Similar to the second bike experience, but more efficient and much simpler. Plus the bike can be pedaled. Plus the fact being pedal assisted makes it legal without a license in my city.
 
It's definitely a different way than I've seen so far. :)

Unicycle hubs / wheels should do what you're after as well.


You could also use your method to drive thru the shiftable-gears bike drivetrain on a tandem, removning a crank on captain or stoker and installing it there.




EDIT: since Badzillah deleted his reply and edited the original post to uselessness for unknown reasons, I've quoted the original useful post below, so it will turn up in a search for those looking for this type of solution.

Badzillah said:
[youtube]oAj1F5fSGWI[/youtube]
https://www.flickr.com/photos/27532210@N04/

March 23, 2017...

Added some pictures, see my Flickr page.

Put it on my BMX bike. It goes ZOOM.
Similar to the second bike experience, but more efficient and much simpler. Plus the bike can be pedaled. Plus the fact being pedal assisted makes it legal without a license in my city. A 20 inch drift trike wheel will probably work fine.

Original post...

I have no fancy tools, so what I build is easy as possible. This is probably the easiest possible electric bike build without using a hub motor.

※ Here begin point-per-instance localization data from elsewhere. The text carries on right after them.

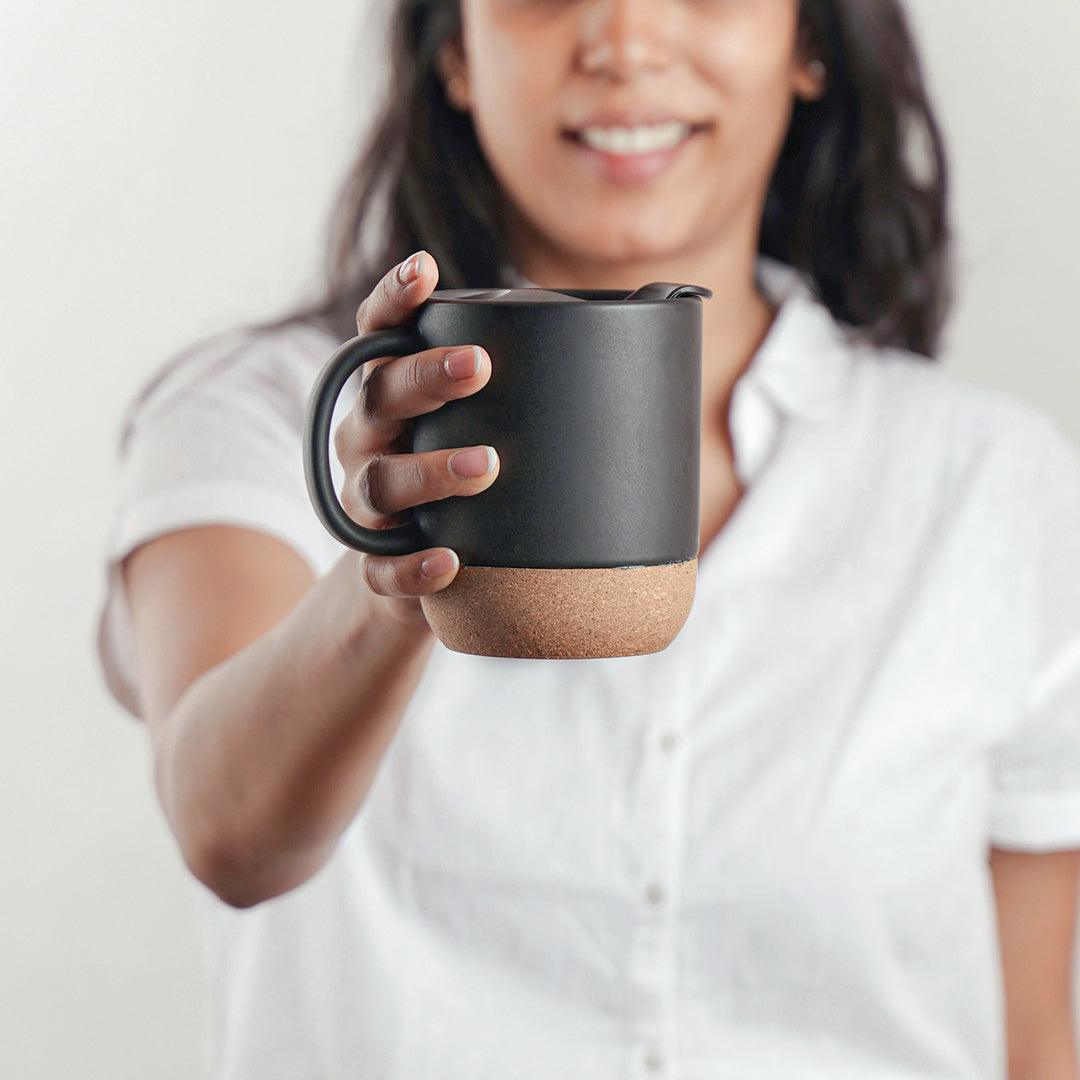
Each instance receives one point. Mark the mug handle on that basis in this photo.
(397, 540)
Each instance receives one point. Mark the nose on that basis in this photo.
(623, 38)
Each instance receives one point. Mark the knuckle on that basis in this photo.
(370, 485)
(367, 406)
(363, 315)
(416, 375)
(341, 441)
(417, 474)
(369, 575)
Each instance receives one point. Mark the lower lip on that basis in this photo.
(631, 169)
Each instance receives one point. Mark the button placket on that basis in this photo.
(660, 846)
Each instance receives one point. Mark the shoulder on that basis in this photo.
(944, 413)
(253, 368)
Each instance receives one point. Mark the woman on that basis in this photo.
(833, 829)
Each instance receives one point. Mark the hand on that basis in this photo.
(381, 478)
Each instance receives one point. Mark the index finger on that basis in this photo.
(399, 292)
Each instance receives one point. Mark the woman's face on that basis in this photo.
(537, 72)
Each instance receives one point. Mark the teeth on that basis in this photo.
(644, 138)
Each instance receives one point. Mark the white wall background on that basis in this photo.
(166, 171)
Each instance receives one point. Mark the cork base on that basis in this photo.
(563, 615)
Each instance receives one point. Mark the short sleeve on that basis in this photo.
(213, 436)
(1036, 770)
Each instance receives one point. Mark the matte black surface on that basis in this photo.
(593, 407)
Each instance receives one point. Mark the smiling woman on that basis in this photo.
(807, 838)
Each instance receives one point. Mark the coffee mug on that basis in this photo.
(585, 543)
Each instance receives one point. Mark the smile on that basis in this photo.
(633, 154)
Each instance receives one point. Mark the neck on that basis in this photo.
(734, 321)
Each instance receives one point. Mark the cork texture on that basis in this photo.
(563, 613)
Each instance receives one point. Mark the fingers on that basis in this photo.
(401, 289)
(387, 484)
(423, 571)
(404, 387)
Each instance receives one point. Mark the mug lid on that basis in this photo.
(657, 291)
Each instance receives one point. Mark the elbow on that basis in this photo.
(243, 873)
(221, 868)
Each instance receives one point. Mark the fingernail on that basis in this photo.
(410, 269)
(475, 461)
(461, 363)
(442, 562)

1. Slice the end off of a 1/2 inch drive 3/4 inch (19 mm is a slightly better fit) socket.
2. Remove the drill chuck and replace it with a nut that can be found in Lowe's (USA) or online.
4. Screw the nut onto the drill spindle and rotary tool slice off the excess with it slowly spinning.
5. Drill holes in wide aluminum flat bar pieces, then attach them to the fork for holding the drill. Use lots of superglue where the bolts clamp the flat bar to the fork.
6. Use a bicycle cable noodle attached the drill trigger and the drill handle, for trigger/speed control.

You can see various related pictures on my Flickr page. Scroll down and you can see pictures that show the drill to spindle connection and the drill trigger control mechanism.

There are some potential difficulties. I have a special homemade tool that helps remove the chuck from DeWalt's high powered drills. Combined with a high-powered DCD899 impact wrench, after removing the gears and placing the tool up inside of the gear case, the chuck can be safely removed. Otherwise you will in fact risk breaking up the gears while trying to remove the chuck.

My first bike used a DeWalt DCD780. Much less powerful, but worked for 10 months. Then the bike was disassembled and the DCD780 is my main cordless drill. This version uses their most powerful 20 V MAX DCD991. Hopefully the fork connection can handle it. The fact it is front-wheel-drive might allow the wheel to slip under a huge abrupt load, so hopefully it doesn't break anything.

Apparently drift trike front wheels are the only source for this design. The hub plus wheel might cost between $150-$200 (US). The powerful cordless drill is roughly $280 for a kit, plus spare batteries.

PS
I always wanted to post here, seeing how you guys are gung ho for technology. I had some trouble signing up before, getting the confirmation email. But this time it worked fine.